Be aware that some insurance policies could cover losses resulting from an inability to perform an obligation due to superior force. If necessary, it is important to give the insurer a notice within the applicable deadlines and to comply with the procedure provided for in the insurance contract.


The COVID-19 hatching and government measures to counter it may have many legal and commercial impacts on Quebec businesses. The qualification of superior force will essentially depend on a contractual and factual analysis on a case-by-case basis, which means according to the gravity and the unpredictability of the consequences of the events on the ability of the parties to fulfill their obligations. If you are in a situation where you find it impossible to fulfill your obligations due to the pandemic or if your contracting partner has not performed his obligations for this reason without reimbursing or compensating you, it may be to your advantage to consult one of our lawyers, who will be able to advise you adequately according to your specific situation.


1 Order No. 177-2020 (March 13th, 2020) concerning a declaration in accordance with article 118 of Public Health Act, (2020) no 12A G.O. II, 1101A.
2 Order No. 2020-004 (March 15th, 2020) concerning the ordering of measures to protect the health of the population during the COVID-19 pandemic situation, (2020) no 12A G.O. II, 1103A.
3 Rule 1693(1) of the Civil Code of Québec (hereinafter referred to as ‘’C.c.Q.’’) states that : ‘’Where an obligation can no longer be performed by the debtor, by reason of superior force and before he is in default, the debtor is released from the obligation; he is also released from it, even though he was in default, where the creditor could not, in any case, have benefited from the performance of the obligation by reason of that superior force, unless, in either case, the debtor has expressly assumed the risk of superior force’’.
4 Rule 1470(1) C.c.Q.
5 Rule 1693(2) C.c.Q.
6 Rule 1470(2) C.c.Q.
7 Vincent KARIM, Les obligations, vol. 1, 4e éd. Montréal, Wilson & Lafleur ltée, 2015, p. 1382.
8 Id., p. 1393.
9 Lemay c. Poirier, AZ-97036315, B.E. 97BE-535, [1997] R.L. 554 (C.Q.); Giguère c. Ste-Marie (Ville de), AZ-00021733, J.E. 2000-1471, [2000] R.R.A. 733 (C.S.).
10 Didier LLUELLES et Benoît MOORE, Droit des obligations, 3e éd. Montréal, Édition Thémis, 2018, par. 2734.
11 Vincent KARIM, préc., note 6, p. 1395.
12 Didier LLUELLES et Benoît MOORE, préc., note 9, par. 2740.
13 Taillefer c.

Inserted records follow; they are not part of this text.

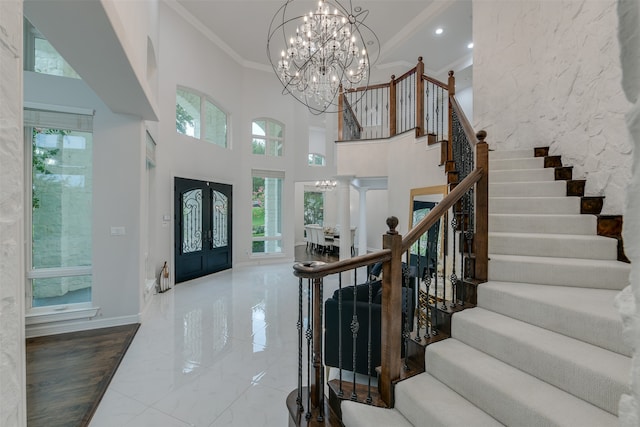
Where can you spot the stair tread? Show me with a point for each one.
(533, 223)
(586, 314)
(589, 372)
(602, 263)
(511, 396)
(579, 272)
(412, 402)
(553, 245)
(357, 414)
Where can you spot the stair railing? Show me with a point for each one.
(411, 101)
(307, 403)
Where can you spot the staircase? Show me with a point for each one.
(544, 344)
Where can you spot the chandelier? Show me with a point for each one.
(321, 52)
(326, 185)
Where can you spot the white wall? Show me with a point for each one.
(12, 355)
(548, 73)
(118, 164)
(628, 301)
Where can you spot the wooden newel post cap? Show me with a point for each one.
(392, 223)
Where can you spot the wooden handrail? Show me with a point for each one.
(370, 87)
(435, 82)
(432, 217)
(316, 269)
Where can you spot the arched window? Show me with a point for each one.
(198, 116)
(267, 137)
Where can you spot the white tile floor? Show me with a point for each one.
(216, 351)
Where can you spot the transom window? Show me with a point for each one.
(41, 57)
(199, 117)
(268, 137)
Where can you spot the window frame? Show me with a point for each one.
(270, 140)
(259, 173)
(47, 313)
(202, 127)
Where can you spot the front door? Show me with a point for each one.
(202, 228)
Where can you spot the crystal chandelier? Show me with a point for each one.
(321, 52)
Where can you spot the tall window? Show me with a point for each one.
(41, 57)
(199, 117)
(60, 151)
(268, 137)
(313, 207)
(266, 209)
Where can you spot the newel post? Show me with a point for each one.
(481, 240)
(391, 341)
(419, 98)
(392, 106)
(452, 91)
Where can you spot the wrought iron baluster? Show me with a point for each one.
(299, 325)
(445, 248)
(309, 336)
(405, 307)
(454, 279)
(355, 326)
(318, 357)
(340, 390)
(369, 337)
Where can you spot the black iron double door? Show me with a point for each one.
(203, 223)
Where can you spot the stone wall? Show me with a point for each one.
(12, 357)
(629, 300)
(547, 73)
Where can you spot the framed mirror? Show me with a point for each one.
(426, 252)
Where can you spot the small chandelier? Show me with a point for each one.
(321, 52)
(326, 185)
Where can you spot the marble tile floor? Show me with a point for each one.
(215, 351)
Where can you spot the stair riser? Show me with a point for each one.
(575, 312)
(511, 164)
(589, 372)
(559, 224)
(511, 154)
(535, 205)
(596, 248)
(584, 276)
(528, 189)
(527, 175)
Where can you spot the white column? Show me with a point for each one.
(344, 216)
(12, 347)
(362, 225)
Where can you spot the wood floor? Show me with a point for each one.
(67, 374)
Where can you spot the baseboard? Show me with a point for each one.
(75, 326)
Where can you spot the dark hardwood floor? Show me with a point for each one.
(67, 374)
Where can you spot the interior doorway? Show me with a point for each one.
(202, 228)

Cinar Corporation, 2009 QCCA 850, par. 73 et 74.
14 Vincent KARIM, préc., note 6, p. 1387.
15 Didier LLUELLES et Benoît MOORE, préc., note 9, par. 2735 et 2736.
16 Didier LLUELLES et Benoît MOORE, préc., note 9, par. 2743.
17 Id., par. 2745.
19 Art. 1694 C.c.Q.
20 However, contractual freedom can have certain limits. For example, when the Consumer Protection Act is applicable, the contract cannot derogate from the provisions of this law, which is of public order. In addition, article 1437 C.C.Q. stipulates that an abusive clause in a consumer contract or contract of adhesion is null, or the obligation arising from it may be reduced.
21 Didier LLUELLES et Benoît MOORE, Droit des obligations, 3e éd. Montréal, Édition Thémis, 2018, par. 2748.
22 Art. 1693 C.c.Q.
23 Otis Elevator Co. Ltd. c. A. Viglione & Bros. inc., AZ-81011017, J.E. 81-92 (C.A.); Didier LLUELLES et Benoît MOORE, Droit des obligations, 3e éd. Montréal, Édition Thémis, 2018, par. 2731.